Once you have identified the correct muscles, you will squeeze (contract) and relax your PFM several times in a row. Try to squeeze for a slow count of 5 seconds and then relax for 10 seconds. This is one kegel. Start by doing 3-4 kegels in a row three times/day. Gradually increase the amount of kegels you are doing by one each week until you can do 10 kegels in a row, three times a day or 30 kegels per day on most days of the week. Women, who are more physically active such as joggers, golfers, tennis players, etc., need to gradually build up the amount of seconds they are squeezing as well. They should build up to a 10-second squeeze and 10-second rest cycle as they get stronger. More active women should also aim for 40-60 kegels most days of the week.
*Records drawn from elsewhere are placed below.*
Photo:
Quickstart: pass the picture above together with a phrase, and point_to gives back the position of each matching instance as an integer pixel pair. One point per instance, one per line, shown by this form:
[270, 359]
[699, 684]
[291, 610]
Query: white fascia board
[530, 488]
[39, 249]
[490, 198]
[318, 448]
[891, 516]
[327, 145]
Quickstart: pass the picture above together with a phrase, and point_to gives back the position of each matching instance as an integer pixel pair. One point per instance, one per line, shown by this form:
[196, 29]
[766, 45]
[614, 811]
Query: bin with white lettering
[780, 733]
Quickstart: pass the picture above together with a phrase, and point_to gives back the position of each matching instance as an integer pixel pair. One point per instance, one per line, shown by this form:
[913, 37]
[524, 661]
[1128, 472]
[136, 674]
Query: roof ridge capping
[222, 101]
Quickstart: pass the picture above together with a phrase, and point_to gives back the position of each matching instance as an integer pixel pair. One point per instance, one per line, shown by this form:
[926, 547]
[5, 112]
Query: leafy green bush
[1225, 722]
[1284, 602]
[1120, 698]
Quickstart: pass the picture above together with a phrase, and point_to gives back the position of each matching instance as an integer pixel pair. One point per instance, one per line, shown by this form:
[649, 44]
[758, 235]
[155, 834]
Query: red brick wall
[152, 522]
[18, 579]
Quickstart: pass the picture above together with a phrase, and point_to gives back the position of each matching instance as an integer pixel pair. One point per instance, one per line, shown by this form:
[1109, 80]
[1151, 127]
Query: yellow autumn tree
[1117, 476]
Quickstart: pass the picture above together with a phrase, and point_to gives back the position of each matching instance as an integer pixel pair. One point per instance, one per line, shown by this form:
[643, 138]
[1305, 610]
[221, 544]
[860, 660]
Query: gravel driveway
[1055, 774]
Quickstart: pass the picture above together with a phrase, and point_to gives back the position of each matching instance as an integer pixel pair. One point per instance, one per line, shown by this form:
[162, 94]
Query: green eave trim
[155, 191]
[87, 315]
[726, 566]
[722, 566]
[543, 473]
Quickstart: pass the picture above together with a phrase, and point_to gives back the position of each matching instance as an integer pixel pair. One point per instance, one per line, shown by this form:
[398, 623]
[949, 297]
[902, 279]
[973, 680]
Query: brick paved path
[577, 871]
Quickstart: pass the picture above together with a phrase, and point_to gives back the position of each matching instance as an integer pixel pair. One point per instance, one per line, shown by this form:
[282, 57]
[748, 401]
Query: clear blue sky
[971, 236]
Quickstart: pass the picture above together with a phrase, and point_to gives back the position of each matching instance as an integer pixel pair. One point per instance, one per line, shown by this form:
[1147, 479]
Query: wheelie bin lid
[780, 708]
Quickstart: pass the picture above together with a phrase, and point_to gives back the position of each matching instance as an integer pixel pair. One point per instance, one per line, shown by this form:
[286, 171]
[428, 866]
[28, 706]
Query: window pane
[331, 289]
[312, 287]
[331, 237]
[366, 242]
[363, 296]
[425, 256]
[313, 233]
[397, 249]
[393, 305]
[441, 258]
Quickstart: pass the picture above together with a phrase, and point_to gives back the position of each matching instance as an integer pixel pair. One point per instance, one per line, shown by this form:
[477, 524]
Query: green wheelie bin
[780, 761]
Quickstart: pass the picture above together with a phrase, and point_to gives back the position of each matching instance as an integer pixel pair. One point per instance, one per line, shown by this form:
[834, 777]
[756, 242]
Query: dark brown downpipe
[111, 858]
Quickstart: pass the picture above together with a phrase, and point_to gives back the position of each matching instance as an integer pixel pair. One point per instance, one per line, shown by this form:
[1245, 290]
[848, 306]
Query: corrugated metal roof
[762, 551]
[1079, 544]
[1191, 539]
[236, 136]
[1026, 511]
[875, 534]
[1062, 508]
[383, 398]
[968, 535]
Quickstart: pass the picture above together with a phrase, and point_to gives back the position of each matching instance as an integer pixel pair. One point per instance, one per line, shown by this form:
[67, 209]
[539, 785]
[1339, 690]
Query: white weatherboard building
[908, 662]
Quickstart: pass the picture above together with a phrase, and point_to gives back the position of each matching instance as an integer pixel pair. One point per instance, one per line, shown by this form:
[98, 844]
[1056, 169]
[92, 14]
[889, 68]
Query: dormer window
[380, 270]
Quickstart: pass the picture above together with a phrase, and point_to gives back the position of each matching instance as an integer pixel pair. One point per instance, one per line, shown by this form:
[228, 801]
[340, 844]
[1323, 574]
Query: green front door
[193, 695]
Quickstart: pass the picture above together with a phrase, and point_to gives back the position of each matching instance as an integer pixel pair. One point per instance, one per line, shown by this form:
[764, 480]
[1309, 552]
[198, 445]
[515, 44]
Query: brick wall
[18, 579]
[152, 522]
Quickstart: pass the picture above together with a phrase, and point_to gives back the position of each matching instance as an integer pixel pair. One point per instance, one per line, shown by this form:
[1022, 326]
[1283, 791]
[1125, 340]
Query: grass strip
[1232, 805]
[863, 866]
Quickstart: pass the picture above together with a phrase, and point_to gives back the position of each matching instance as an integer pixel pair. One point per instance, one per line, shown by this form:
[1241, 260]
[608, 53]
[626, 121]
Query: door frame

All women should also learn to do quick kegels most days of the week by rapidly tightening and relaxing your muscles several times in a row. Doing quick kegels or "quick flicks" can especially help women whose muscles are too weak initially to do longer contractions or to help women control strong urges to go to the bathroom so they can make it in time.
Developing new muscle strength does not occur overnight, it takes time. It may take a few weeks for your PFM to "feel stronger." Do not get discouraged! Do not give up! You can do these simple exercises anywhere. No one can see you doing them. You can do them standing at your kitchen sink while doing dishes, or at the red light while driving, or in bed at night before going to sleep.
Kegel exercise can prevent pelvic support problems (falling organs) or prolapses of the uterus, bladder and bowel through the vaginal opening. Some women have a genetic predisposition to weak connective tissues and pelvic support issues. Kegels can help but sometimes medical intervention or surgery may be needed. Be sure to see your doctor if you experience a feeling of pelvic heaviness or aching in the lower pelvic area, or you feel a bulge in your vaginal area.
Increasing abdominal pressure or heavy straining such as with chronic coughing (smokers, asthma, COPD), chronic constipation, strenuous activities (gymnastics, jogging), obesity, multiple pregnancies and complicated deliveries, or heavy lifting can put women at risk for weak or damaged PFM. This can lead to urinary incontinence and pelvic organ prolapse problems. Kegel exercises are a must for these high risk groups.
Learn to use your PFM in activities of daily living and it will stay strong and healthy like any other muscle. All women should contract their PFM when they cough, sneeze, or lift heavy objects. If, for example, you leak urine with a strong belly laugh, learn to contract your PFM when you laugh.
During pregnancy, if you develop urinary incontinence, please let your physician know. Sometimes UI can be a sign of infection and needs to be evaluated.